Publication year - 2013
Publication title -
liver international
Language(s) - English
Resource type - Journals
SCImago Journal Rank - 1.873
H-Index - 110
eISSN - 1478-3231
pISSN - 1478-3223
DOI - 10.1111/j.1478-3231.2012.02790.x
Subject(s) - medicine , observational study , critical appraisal , intensive care medicine , gold standard (test) , medline , liver disease , hepatic encephalopathy , chronic liver disease , disease , pathology , cirrhosis , alternative medicine , political science , law
Background An early and proper diagnosis of acute on chronic liver failure ( ACLF ), together with the identification of indicators associated with disease severity is critical for outcome prediction and therapy. Objective To systematically identify and summarize prognostic indicators for patients with ACLF and to evaluate the predictive value of these indicators. Methods Embase and Ovid‐Medline were searched for English‐language articles. The search criteria focused on identifying clinical trials and observational studies reporting on indicators used for prediction of mortality in patients with ACLF . Results Of 2382 studies identified, 19 were included for detailed analysis.
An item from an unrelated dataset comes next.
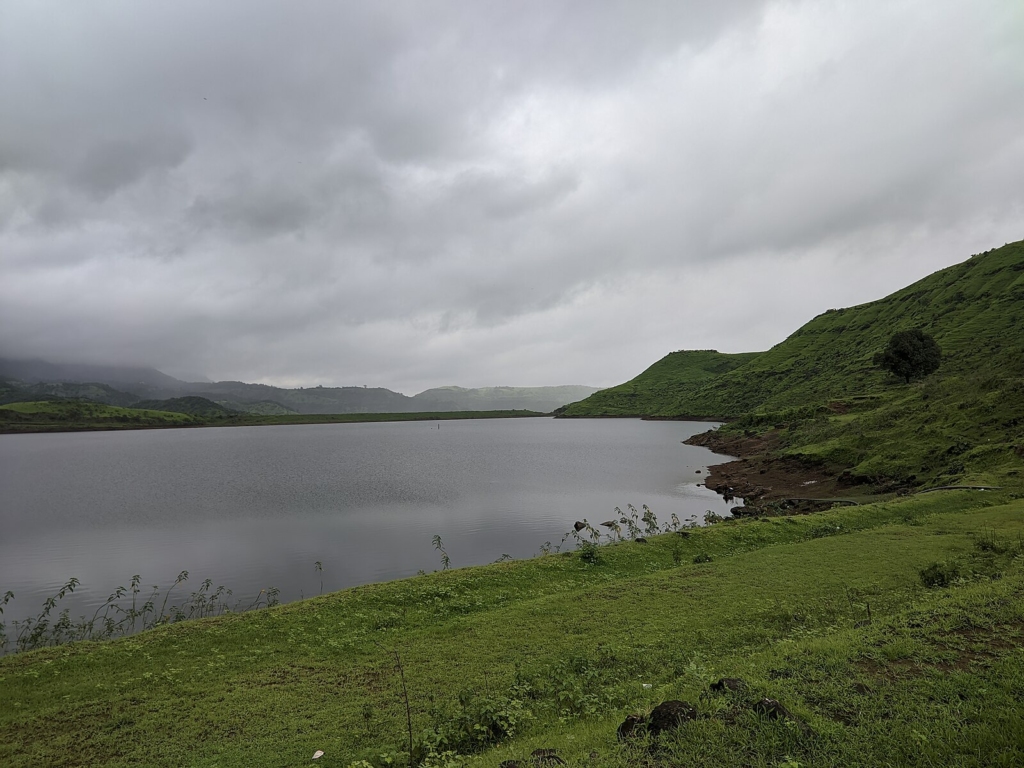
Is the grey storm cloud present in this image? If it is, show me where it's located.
[0,0,1024,391]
Thirteen different definitions of ACLF were found. The main differences were related to acute deterioration in liver function, coagulopathy and hyperbilirubinaemia/jaundice. Seventy three prognostic indicators and their association with mortality were extracted and categorized into seven categories: general markers ( n = 13), viral markers ( n = 6), bio‐markers ( n = 22), hemodynamics ( n = 1), morphology/histology ( n = 17), scoring systems ( n = 10) and treatments ( n = 4). Conclusions The ambiguity and variability in the definition of ACLF and in its predictive indicators hampers comparability among studies. There is a need for a single uniform definition of ACLF . Also absence of a gold standard is an obstacle to render one indicator superior to another. The age, hepatic encephalopathy, model for end‐stage liver disease score, total bilirubin and International normalized ratio (prothrombin time) appeared to be promising candidates for evaluation in future studies. The result of this review may be useful as a starting point in developing a standard list of indicators for clinical outcome that concur with the clinicians' subjective views on prognosis in ACLF .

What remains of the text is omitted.